Gospel Reading: Luke 22:14-23:56 (see Encouragements-215).


We have extracted the Homilies of Blessed Pope John Paul II, Pope Benedict XVI and Pope Francis I based on the aforesaid Readings to share with you; so that you could similarly be encouraged:






8 April 2001


1. "Hosanna!", "Crucify him!". The significance of the two events we are recalling at this Sunday's liturgy could be summed up in these words, probably shouted by the same crowd in the space of a few days.


With the acclamation "Blessed is he who comes!", in a burst of enthusiasm, the people of Jerusalem waved palm branches and greeted Jesus as he entered the city riding on an ass. With the words:  "Crucify him!", shouted twice in a crescendo of fury, the multitude clamoured for the Roman governor to condemn the accused as he stood silently in the Praetorium.
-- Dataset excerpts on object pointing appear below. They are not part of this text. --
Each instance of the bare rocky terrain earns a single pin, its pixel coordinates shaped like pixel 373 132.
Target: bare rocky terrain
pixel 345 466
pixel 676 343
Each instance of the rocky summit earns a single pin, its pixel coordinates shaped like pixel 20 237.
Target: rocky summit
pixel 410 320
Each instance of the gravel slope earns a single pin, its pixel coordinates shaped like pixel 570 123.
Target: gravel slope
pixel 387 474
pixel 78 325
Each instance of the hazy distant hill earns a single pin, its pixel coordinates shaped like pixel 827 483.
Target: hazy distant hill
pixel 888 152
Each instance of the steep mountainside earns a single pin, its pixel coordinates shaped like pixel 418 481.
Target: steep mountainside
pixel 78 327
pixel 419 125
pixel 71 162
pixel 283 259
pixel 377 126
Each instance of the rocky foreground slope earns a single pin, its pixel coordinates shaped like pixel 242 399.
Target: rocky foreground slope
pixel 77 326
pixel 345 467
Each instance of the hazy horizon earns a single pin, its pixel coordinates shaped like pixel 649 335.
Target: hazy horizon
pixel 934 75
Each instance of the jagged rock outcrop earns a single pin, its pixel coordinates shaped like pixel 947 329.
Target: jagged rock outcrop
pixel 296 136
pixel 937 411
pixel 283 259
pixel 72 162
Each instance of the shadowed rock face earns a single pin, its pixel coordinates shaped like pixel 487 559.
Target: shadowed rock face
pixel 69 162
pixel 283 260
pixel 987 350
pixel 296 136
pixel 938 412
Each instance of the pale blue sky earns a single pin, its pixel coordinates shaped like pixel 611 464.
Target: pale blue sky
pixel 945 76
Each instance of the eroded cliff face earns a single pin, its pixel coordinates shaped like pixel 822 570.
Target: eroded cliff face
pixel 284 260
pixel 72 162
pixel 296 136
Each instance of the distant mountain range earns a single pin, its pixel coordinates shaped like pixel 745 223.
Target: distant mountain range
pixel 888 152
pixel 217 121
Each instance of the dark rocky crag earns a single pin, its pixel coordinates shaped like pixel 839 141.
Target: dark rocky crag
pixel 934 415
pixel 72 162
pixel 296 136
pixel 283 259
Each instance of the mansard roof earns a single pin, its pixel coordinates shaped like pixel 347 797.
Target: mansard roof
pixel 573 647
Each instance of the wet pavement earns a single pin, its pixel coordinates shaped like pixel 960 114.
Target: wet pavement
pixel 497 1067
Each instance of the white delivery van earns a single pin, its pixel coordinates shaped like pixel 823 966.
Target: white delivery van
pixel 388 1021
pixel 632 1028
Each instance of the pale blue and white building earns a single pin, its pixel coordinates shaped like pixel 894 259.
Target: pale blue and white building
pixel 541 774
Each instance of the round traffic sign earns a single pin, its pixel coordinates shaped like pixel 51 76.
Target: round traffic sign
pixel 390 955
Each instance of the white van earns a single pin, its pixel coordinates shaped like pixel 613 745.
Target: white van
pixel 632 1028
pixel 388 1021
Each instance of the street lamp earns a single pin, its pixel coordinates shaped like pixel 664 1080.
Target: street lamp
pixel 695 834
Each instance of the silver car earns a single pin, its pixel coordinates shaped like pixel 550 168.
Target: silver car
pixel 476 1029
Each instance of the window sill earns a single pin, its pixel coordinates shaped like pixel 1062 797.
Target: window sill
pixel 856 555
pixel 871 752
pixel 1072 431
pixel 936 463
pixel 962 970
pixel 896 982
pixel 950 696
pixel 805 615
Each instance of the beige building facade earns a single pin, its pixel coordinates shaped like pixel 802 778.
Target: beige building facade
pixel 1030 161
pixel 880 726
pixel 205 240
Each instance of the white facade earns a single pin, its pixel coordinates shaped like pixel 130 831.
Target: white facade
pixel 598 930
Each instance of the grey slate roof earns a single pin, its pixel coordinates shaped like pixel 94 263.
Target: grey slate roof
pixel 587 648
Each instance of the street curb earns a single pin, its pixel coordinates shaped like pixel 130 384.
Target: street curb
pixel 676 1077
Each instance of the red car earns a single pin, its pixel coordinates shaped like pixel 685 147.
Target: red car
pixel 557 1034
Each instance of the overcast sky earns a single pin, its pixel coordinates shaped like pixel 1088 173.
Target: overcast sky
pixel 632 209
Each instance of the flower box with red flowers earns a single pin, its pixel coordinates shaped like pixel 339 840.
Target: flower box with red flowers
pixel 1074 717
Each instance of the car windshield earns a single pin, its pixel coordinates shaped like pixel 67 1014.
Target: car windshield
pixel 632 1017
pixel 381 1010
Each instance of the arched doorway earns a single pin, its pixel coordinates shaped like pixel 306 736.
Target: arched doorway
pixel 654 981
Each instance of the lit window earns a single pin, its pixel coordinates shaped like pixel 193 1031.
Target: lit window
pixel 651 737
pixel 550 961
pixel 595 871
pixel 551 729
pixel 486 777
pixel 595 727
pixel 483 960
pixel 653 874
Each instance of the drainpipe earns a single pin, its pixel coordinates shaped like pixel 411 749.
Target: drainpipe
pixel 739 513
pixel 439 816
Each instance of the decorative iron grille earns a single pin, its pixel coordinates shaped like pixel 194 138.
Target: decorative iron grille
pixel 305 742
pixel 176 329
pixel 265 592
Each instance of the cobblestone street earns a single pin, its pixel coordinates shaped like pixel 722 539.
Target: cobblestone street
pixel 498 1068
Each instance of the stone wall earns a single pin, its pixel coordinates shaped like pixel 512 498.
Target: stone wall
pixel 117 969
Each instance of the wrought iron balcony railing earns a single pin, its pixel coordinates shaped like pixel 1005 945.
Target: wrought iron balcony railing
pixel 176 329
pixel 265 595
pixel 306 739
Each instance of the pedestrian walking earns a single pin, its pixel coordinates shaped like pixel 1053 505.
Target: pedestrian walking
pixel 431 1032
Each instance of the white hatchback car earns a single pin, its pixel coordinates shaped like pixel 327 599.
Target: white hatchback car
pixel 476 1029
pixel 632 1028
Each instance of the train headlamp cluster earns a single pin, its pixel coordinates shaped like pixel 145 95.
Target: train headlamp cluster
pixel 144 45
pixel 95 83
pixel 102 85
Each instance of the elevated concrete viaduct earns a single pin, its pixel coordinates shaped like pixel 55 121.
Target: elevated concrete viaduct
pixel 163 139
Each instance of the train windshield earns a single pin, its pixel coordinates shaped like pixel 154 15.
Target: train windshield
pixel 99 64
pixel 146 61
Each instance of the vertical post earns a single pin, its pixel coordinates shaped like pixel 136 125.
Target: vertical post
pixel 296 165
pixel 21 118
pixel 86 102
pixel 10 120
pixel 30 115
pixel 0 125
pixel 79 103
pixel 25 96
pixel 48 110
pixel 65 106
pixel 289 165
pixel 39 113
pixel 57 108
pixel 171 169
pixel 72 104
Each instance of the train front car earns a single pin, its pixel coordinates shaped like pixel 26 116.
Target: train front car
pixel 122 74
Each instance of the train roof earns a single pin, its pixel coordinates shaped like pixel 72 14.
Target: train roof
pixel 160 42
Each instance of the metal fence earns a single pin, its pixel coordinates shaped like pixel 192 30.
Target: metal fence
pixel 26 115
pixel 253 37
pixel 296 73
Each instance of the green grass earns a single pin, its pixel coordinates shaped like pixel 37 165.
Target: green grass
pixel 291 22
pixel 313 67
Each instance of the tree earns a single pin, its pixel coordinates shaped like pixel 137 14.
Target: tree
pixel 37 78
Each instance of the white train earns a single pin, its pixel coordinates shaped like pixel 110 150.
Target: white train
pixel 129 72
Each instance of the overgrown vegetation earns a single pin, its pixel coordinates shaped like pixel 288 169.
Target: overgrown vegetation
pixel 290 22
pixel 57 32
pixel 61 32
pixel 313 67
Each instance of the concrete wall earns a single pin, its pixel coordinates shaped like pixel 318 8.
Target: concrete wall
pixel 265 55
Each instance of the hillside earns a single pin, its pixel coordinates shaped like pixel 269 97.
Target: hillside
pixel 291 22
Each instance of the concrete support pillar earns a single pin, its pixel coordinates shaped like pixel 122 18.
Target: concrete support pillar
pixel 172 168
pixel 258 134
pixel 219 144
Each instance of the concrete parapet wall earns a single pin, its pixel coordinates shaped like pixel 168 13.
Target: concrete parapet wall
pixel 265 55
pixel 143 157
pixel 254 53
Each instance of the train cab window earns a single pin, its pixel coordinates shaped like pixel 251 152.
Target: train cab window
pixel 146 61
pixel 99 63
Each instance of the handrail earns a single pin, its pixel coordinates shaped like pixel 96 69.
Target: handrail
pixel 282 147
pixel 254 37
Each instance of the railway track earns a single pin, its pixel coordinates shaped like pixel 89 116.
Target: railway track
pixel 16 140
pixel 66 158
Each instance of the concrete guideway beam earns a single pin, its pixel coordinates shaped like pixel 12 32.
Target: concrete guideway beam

Our celebration therefore begins with a "Hosanna!" and ends with a "Crucify him!". The palm of triumph and the cross of the Passion:  this is not a contradiction; rather, it is the heart of the mystery that we want to proclaim. Jesus gave himself up voluntarily to the Passion; he was not crushed by forces greater than himself. He freely faced crucifixion and in death was triumphant.


By searching the Father's will, he realized that his "hour" had come and he accepted it with the free obedience of the Son and with infinite love for human beings:  "When Jesus knew that this hour had come to depart out of this world to the Father, having loved his own who were in the world, he loved them to the end" (John 13: 1).

2. Today we look at Jesus who is nearing the end of his life and is presented as the Messiah long awaited by the people, sent by God in his name to bring peace and salvation, although in a different way from what contemporaries were expecting.


Jesus' work of salvation and liberation continues down the centuries. That is why the Church, which firmly believes him to be present, even if invisibly, never tires of acclaiming him in her praise and adoration. Our assembly therefore proclaims once again:  "Hosanna! Blessed is he who comes in the name of the Lord!".


3. The reading of the Gospel passage has set before our eyes the terrible scenes of Jesus' Passion:  his physical and moral suffering, Judas' kiss, the disciples' desertion, the trial before Pilate, the insults and scorn, the condemnation, the sorrowful way, the crucifixion. Finally, the most mysterious suffering:  "My God, my God, why have you forsaken me?". A loud cry, then death.

Why all this? The beginning of the Eucharistic prayer will give us the answer: 
"Though he was sinless, he suffered willingly for sinners. Though innocent, he accepted death to save the guilty. By his dying he has destroyed our sins. By his rising he has raised us up to holiness of life" (Preface).

Our celebration thus expresses gratitude and love to the One who sacrificed himself for us, to the Servant of God who, as the prophet said, was not rebellious, did not turn backwards, gave his back to the smiters and did not hide his face from shame and spitting (cf. Isaiah 50: 4-7).